For the multibundling, we have a dedicated scheduler that continuously checks cities that need bundles, the locking mechanism is based on Redlock, and when the lock is acquired, an execution is scheduled with a timeout equal to the lock’s one.
In execution, the multibundling generator will:
- load all the orders’ data of the city from a read replica, to avoid putting pressure on the main node;
- run the VRP algorithm with all the constraints applied to calculate the best combinations of orders into bundles;
- save the bundles in Redis temporary storage, eventually overriding the previous execution of the same city.
As the VRP algorithm is very CPU-demanding and we don’t have the same strict requirements as the optimizer, we relaxed the time window to 1 minute.
The Optimizer
The optimizer is the real core of the system, whose goal is to publish assignment decisions.
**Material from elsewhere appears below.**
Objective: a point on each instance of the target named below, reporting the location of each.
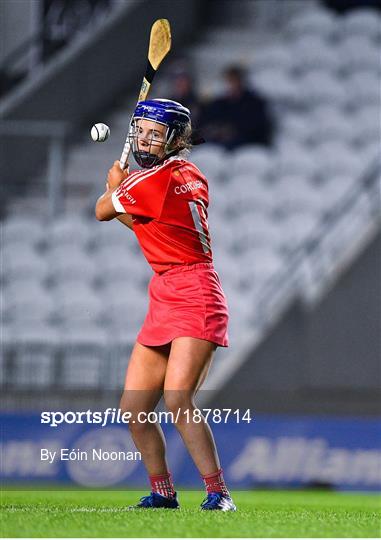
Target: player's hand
(116, 176)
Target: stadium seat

A scheduler continuously checks cities that need assignments, acquires a lock with timeout through the RDS DB (select * for update …) and schedules an “assignment cycle”.
In each cycle, it:
- Loads the status of the city;
- Loads and validates the bundles proposed by the generators (validation is required as the bundle generation happens concurrently and based on the asynchronous read replica, so it could be out of date);
- Create the “matrix” of assignments (orders VS couriers available) checking all the eligibility constraints;
- Loads (or asks, if there aren’t) all the required estimations;
- Calculates the cost function for every eligible assignment;
- Translate the problems into a standard optimization formulation (Minimum cost flow or Mixed Integer Problem);
- Solve it, and translate it back to the service domain;
- Apply custom domain logic, like manual assignment requests;
- Save and publish decisions: This step involves the commitment of the Bundle chosen, the rest of the Glovo ecosystem will then know that this Bundle has been created (can still be modified in the future);
Conclusion: the hard reality
The assignment problem in a delivery platform is core to the efficiency and thus sustainability of the whole service.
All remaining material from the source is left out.